Hot Honey Glazed Chicken with Pickled Cucumbers & Quinoa
Spice up your meal prep with this glazed hot honey chicken!
Recipe by: Tiffany Kate-Lyn Matthews
Serves: 4
Preparation time: 15 – 25 minutes
Cooking time: 20 minutes
Ingredients:
For the hot honey glazed chicken
- 4 skinless chicken breasts
- 2 Tbsp olive oil
- ½ cup honey
- 1 ½ Tbsp of your favourite hot sauce
- 1 – 2 red chilies chopped or 1 tsp chili flakes
- 2 cloves garlic, minced
- Salt & pepper
For the Pickled Cucumbers
- 1 large cucumber, thinly sliced
- ½ cup white vinegar
- ½ cup water
- 1 Tbsp sugar
- 1 tsp salt
- ½ tsp red chili flakes
For the Quinoa
- 1 cup quinoa
- 2 cups chicken or vegetable stock
- 1 tbsp olive oil
- Salt to taste
To serve:
- Fresh coriander
- Lime wedge
- Spring onion
- Sesame seeds
How To Make Hot Honey Glazed Chicken with Pickled
Cucumbers & Quinoa
- In a bowl, whisk together vinegar, water, sugar, salt, and chili flakes until the sugar dissolves.
- Add the sliced cucumbers and press them down so they’re fully submerged.

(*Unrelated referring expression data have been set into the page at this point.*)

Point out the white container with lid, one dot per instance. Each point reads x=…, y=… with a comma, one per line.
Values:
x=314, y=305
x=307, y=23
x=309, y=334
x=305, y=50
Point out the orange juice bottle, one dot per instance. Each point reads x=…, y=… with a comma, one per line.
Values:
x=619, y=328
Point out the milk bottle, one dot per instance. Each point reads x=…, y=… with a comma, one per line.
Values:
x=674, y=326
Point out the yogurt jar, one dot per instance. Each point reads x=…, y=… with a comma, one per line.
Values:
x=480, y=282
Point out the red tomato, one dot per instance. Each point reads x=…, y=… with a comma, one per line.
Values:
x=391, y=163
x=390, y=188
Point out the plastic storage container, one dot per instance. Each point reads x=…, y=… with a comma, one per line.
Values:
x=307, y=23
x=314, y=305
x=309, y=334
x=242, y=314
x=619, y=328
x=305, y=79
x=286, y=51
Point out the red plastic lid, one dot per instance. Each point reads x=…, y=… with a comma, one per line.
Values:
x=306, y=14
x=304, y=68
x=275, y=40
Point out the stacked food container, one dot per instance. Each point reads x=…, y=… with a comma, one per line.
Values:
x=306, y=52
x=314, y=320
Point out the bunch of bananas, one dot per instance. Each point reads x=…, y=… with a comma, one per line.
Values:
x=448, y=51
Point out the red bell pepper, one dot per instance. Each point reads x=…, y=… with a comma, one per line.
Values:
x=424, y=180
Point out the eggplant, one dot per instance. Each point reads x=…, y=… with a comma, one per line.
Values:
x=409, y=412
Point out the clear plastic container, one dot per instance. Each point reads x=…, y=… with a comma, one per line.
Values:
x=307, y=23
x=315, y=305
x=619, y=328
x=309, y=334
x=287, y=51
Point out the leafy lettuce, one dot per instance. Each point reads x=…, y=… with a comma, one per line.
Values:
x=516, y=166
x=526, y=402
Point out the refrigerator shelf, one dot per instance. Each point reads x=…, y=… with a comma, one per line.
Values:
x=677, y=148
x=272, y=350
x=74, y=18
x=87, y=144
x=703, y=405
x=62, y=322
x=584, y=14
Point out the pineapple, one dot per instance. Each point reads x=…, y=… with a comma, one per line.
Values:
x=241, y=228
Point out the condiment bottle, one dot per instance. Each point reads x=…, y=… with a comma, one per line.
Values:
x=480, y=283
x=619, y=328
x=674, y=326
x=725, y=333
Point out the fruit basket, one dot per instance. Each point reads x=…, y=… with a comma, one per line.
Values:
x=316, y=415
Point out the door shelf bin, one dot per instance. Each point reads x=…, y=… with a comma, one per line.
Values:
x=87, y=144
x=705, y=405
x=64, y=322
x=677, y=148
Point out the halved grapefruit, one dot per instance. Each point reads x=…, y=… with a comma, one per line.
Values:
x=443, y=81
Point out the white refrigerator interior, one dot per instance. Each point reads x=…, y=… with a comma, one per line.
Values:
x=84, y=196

- Cover and refrigerate for at least 1 hour or overnight.
- In a medium saucepan, heat olive oil over medium heat.
- Add quinoa and toast for 1-2 minutes.
- Add stock (or water) and bring to a boil.
- Reduce heat to low, cover, and simmer for 15 minutes or until the liquid is absorbed.
- Fluff with a fork and set aside.
- Heat olive oil in a skillet over medium heat.
- Season chicken with salt and pepper, then sear for 4-5 minutes per side until golden brown and cooked through.
- In a small bowl, mix honey, hot sauce, chili flakes, and minced garlic.
- Pour the glaze over the chicken in the skillet and cook for 1-2 minutes, spooning the sauce over the chicken until coated.
- Divide the cooked quinoa among containers.
- Add the glazed chicken and a portion of pickled cucumbers to each container.
- Garnish with fresh coriander, spring onion, sesame seeds, and pack lime wedges on the side for a fresh squeeze before eating.
- Store in the fridge for up to 4 days.
- Reheat the chicken and quinoa before eating and enjoy the pickled cucumbers.